The scrape of Theodora’s voice snapped her to attention. The fringe on the old woman’s cowhide jacket whipped through the air like rust-colored snakes. Beneath a cowboy hat trimmed with red and green lights she screwed up her face with palpable displeasure.
One of the hat’s green lights stuttered out. Birdie tapped it and the bright flashing resumed. “Where’s your tinsel?” Tipping her head, she took in Theodora’s brown and white leather boots. Obviously the pint-sized retiree was itching for a cowboy Christmas. “Nice. If we find you a mask, you can hand out presents dressed like the Lone Ranger.”
“Are you casting aspersions on my clothes?”
“Why not?” She flicked at Theodora’s satchel. “You can’t shoot me in public. It’d ruin the parade.”
“Or start it off with a bang.” Theodora stuck out her chin. “Why are you hiding over here by yourself?” She bounced a thumb at Finney, creating all sorts of mayhem further down the street. “Why aren’t you helping her?”
Evidently the volunteer fire department was trying to raise money. Their members flanked a bent Christmas tree with cheery smiles. They’d stuffed the trunk of the tree inside a garbage can and dotted a few branches with tinsel. Finney stood in the center of the men, clanging a bell in front of a red lacquer bucket. Whenever someone approached, she charged with her bell singing and her face tilted at a bullish angle.
“She doesn’t need my help.” What Finney did need was a sedative.
Furtively, Birdie’s gaze drifted back to Natasha. Taking the baker’s money wasn’t merely stupid. It was mean. Cruel. What had she been thinking? Natasha’s coat looked ten years old. True, her purse had been polished to a nice luster but there were spidery cracks in the fake leather.
Theodora poked her in the stomach. “Pay attention!” Then she barked at Delia, who was flirting with a biker.

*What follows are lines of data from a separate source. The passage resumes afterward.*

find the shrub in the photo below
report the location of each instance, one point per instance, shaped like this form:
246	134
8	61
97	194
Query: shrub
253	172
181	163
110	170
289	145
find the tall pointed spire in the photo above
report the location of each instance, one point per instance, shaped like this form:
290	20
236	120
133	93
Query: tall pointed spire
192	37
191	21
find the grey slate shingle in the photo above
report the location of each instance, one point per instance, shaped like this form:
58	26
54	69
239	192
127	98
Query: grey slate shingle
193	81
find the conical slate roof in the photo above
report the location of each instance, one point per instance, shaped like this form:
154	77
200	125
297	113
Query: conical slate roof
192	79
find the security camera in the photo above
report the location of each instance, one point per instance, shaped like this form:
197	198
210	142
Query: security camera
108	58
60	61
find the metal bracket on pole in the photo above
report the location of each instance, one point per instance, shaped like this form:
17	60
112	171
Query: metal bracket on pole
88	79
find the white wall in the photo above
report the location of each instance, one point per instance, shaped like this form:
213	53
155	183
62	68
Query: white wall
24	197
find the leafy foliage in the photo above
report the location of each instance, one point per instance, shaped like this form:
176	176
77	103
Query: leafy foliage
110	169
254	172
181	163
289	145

The girl trotted over and she added, “If you lazy asses don’t have anything better to do, come and help with the parade.”
Delia’s nose crinkled. “Oh, man. What’s wrong this time?”

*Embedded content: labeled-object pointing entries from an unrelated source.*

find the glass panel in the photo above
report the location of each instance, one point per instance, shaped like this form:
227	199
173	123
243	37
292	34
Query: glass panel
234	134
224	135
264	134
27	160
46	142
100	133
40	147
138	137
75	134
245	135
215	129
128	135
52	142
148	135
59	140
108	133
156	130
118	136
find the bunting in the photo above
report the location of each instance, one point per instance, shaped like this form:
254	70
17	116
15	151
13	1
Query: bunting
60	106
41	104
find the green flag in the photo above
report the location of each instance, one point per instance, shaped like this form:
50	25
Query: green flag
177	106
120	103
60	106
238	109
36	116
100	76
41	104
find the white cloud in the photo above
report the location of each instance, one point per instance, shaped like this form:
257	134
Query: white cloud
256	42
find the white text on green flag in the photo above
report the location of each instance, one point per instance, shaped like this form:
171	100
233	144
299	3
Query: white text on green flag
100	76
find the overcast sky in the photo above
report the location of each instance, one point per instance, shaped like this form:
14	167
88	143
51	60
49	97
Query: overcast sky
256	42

This time? Birdie looked at them with confusion. “Are you talking about the floats for the parade?” Surely they were ready to go.
Delia chortled. “This is a small town, Birdie. We rig up vans and trucks for the Festival of Lights. There aren’t any floats. We have enough problems convincing the farmers not to dress up their chickens and add them to the convoy.”
“And how’s that my problem?”
Theodora thwacked her arm. “You’re in a beastly mood. Now, get moving. The trucks are behind the courthouse. There aren’t enough folks getting them fancied up. Where’s Hugh?”
Delia popped a stick of gum into her mouth. “He’s laid claim to one of the tables at the library. He’s got a homemade ‘Do Not Disturb’ sign.”
Theodora did the angry-shimmy thing with her shoulders. “What does he think he is? North Korea? Delia, trot over there and haul him out. There’s work to be done.”
After Delia trudged off, Theodora latched onto Birdie’s wrist and dragged her forward. The old woman was an angry bee zipping through the crowd. Even as her hat blinked holiday cheer, the scowl on her face sent the swarm of parade-goers scattering.
Breaking free, Birdie set herself a mulish gait. She nodded in greeting to Finney, busy emptying the pockets of anyone unlucky enough to pass within earshot of her clanging bell. The pail was already full of bills. Tens, twenties, a Ben Franklin—no, two. The citizens of Liberty weren’t rich, but they were certainly generous.
Still, there must be limits. If there was a parade committee, they operated on a budget of fifty dollars…or less. The trucks idling bumper to bumper behind the courthouse sported plastic poinsettias stuffed into rust spots and cheap tinsel taped on greasy windshields. A silver Ford was pathetically adorned with cardboard bells a five-year-old must have cut out. Behind it, a pockmarked Chevy revved beneath a twisted clump of twinkle lights. Half of the lights were dead.
“Give them your hat, Theodora.” Birdie nodded toward the men heaping greenery on the Chevy. “They need all the help they can get.”